Всей душой я был предан советской власти. Считал, что горцам она открыла путь к учёбе, дала возможность своим трудом обеспечить безбедную жизнь. Разве до этого мог я или мои братья мечтать о городской квартире, о высшем образовании, о высоком служебном положении? Нет, тут недоразумение, ошибка. Скорее бы вызвали для объяснения!

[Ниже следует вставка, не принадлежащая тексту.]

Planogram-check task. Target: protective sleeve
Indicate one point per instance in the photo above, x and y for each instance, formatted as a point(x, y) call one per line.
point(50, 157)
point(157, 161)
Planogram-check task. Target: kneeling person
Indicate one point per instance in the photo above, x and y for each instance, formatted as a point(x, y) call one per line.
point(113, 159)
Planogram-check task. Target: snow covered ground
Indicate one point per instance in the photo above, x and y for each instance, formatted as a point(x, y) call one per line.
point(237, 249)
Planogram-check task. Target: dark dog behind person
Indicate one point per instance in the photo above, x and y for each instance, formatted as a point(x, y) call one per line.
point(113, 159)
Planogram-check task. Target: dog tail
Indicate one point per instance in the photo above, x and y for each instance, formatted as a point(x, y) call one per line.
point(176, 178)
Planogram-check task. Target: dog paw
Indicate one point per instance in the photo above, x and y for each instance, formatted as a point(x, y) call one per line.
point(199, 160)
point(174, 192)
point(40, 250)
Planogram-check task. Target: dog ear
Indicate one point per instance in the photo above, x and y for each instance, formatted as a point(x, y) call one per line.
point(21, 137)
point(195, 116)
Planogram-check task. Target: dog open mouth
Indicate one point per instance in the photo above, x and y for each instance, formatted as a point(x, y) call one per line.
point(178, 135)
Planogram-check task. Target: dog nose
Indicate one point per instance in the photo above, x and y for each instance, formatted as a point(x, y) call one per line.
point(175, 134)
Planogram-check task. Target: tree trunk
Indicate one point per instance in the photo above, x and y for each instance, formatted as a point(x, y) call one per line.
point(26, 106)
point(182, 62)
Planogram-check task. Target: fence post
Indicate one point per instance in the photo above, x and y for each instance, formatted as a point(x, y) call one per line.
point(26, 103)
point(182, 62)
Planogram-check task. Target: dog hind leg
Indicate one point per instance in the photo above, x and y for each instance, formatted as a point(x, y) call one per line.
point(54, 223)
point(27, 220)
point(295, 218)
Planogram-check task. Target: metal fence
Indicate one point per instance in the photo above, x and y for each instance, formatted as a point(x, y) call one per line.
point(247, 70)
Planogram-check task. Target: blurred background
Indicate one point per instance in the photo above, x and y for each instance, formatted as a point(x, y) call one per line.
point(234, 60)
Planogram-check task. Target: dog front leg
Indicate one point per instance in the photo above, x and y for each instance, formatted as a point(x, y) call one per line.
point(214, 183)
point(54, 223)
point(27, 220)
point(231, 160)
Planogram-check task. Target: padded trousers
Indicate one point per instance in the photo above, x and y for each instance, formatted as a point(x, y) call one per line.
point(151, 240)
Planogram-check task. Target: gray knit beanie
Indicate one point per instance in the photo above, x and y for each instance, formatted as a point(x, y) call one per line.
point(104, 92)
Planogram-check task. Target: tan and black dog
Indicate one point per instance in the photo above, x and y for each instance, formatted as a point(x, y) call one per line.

Но в ту ночь никто никуда не вызвал. Под утро я погрузился в дремоту. А через час, когда забрезжил рассвет, проснулся от шума в камере. Арестантов выводили во двор на прогулку. Поднялся и я.
Угрюмо опустив головы, заложив руки за спину, шаркая каблуками по каменистому дворику, окружённому серой стеной, мы молча шагали друг за другом.
В камере переговаривались в полголоса, и то изредка, словно давно знали друг друга, и говорить было не о чем. Нескольких арестантов знал по работе, они возглавляли министерства, руководили городским хозяйством. Только кивком сокамерники выказали своё молчаливое приветствие, в разговор не вступали. Это вызвало во мне неприятное чувство – подумал, что приняли меня за подсадную утку. Слышал, что такое практикуется: дабы вызвать арестованного на откровенность или чтобы выпытать какие-то сведения, сочувственно влезали в душу.
Так прошёл день. В полночь вызвали меня не для объяснения, которого ожидал, а на допрос. Следователь сразу начал с уточнения паспортных данных. Потом приступил к сбору других биографических сведений. А я не мог сосредоточиться на главном.
С первой же минуты, как только переступил порог кабинета следователя и глянул на сидящего за столом человека в форме, стал напрягать память, когда и где я его видел. Ещё в начале допроса хотел заметить этому со строгим лицом и высокомерно поднятой головой человеку, что, согласно положению, он должен был представиться подследственному, назвав свою фамилию, имя и отчество. Но мне не хотелось начинать с замечаний официальному лицу, в чьих руках в данную минуту находится моя судьба, ибо всё ещё надеялся, что в моём деле разберутся, принесут извинения и отпустят.
Пока следователь неторопливо, каллиграфическим почерком подробно записывал мои показания, я перебрал в памяти всех знакомых, товарищей, начиная со школьной скамьи. В том, что я его не просто раньше видел, а где-то встречался, сомнений не было. Лицо его запомнилось: правильные черты, резко очерченные полные губы, большие бархатистые глаза в миндалевидном разрезе чуть припухших век.